One of the hardest things for me is trying to contain my creativity during the summer. I typically am not able to accomplish anything — although I usually take on some projects that are more pool or kid friendly.

But this year was going to be different. My children are older — I reasoned. I would have some time — at least, I though so — until I adopted a puppy.

I’ve been house training her — but I’ve had to spend a lot of time outside — and I can’t get much of anything done outside — although I did drag out a folding table one day and use it for some drafting.

My Fiber Art Fusion group has a show coming up in September — the theme is Artifacts. I really struggled with this one. I don’t like to work in themes — I think it takes away from inspiration — but in fact, over the last couple of years, it has pushed me to do things that I otherwise wouldn’t have done — which has created growth in my work.

I was really confused about how to integrate the theme of Artifacts into my work. I make portraits and I want to continue with that body of work. And then it occurred to me — I have a large collection of men’s ties.

I first used them in pinwheel blocks around my first portrait — Ama. After that, I made many pinwheel pillows as gifts and on commission. I found that even unappealing ties — ones from the seventies with strange colors and polyester material — when used with a lot of other ties and placed on black — can look really rich. So when someone in the family passes, I typically ask for the tie collection. I also have many from my husband and I have bought them at yard sales and thrift stores.

So I decided to try to use ties to make a portrait. I had no idea if it could be done. I haven’t seen it done before — but I think that if you use the right values, you can collage just about anything into a recognizable form.

Ties are tricky to work with though. After my first selection of a color palette, I began to realize that the sheen of some of them affected their value. Working with cotton all the time, I wasn’t prepared for that. So I took a lot of trips to a local thrift shop.

I couldn’t find a white tie — although I tried hard. I finally decided to use a white lining fabric that I had in my stash. Its pattern is reminiscent of a tie pattern. The yellow gold that comes after it is the lightest tie I could find. I suppose that men need ties that will hide stains — although this one very clearly has a lipstick stain which I left to emphasize the character of the materials I’m using.

It’s when I went to my next value that I began to realize I had another problem. Below is the drafting of the wonder under– and there is no way that that is going to fit on one tie without it being broken up. I had to develop a system for cutting the wonder under in some places & putting it back together with overlap.

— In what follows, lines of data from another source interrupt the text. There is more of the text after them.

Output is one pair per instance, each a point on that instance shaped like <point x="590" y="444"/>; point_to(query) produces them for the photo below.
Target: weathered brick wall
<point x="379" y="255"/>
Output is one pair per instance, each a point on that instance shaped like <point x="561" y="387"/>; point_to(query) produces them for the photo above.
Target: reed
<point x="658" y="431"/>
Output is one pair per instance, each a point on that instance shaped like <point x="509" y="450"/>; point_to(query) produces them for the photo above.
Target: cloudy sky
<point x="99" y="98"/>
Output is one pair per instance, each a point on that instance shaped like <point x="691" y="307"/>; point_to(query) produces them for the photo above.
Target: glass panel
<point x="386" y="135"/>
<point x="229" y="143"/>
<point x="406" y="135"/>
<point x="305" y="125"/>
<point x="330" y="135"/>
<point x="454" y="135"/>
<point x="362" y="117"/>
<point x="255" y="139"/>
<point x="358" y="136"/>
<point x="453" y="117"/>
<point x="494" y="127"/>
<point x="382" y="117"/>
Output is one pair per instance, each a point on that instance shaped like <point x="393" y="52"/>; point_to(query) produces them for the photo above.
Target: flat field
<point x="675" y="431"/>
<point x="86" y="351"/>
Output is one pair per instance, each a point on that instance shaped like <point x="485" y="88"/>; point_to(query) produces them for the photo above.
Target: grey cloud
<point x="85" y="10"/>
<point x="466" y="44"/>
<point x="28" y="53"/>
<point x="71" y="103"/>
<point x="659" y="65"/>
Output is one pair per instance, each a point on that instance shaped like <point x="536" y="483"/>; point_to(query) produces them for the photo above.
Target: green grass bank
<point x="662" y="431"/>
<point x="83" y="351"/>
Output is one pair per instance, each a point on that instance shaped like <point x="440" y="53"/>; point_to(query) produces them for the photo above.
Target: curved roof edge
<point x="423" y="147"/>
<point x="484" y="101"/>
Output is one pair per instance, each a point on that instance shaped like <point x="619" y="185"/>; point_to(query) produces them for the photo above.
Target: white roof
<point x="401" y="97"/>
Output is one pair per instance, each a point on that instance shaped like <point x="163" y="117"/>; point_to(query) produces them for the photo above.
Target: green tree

There was practically nothing left of this tie when I was done.

Reassembled, it isn’t so terribly obvious that I had to make some splits.

However, the next value not only required that the pattern be split but I also needed more fabric than was available on one tie. The one on the right was my original tie — the one on the left is one I found to go with it.

As you can see, I used up most of the large spaces on both of these ties.

I think the only obvious demarcation is along the forehead but I think that it will become less of an issue as the rest of the layers are added.

This shows the fourth layer. Again, there were two ties used with a similar pattern.

And this shows the final value.

I still need to add detail for the eyes and the mouth. I’m not certain I can use only ties for the eyes — and I know I’ll have to use cottons for the whites and grays needed in the mouth. But I’m happy with what I’ve been able to do thus far.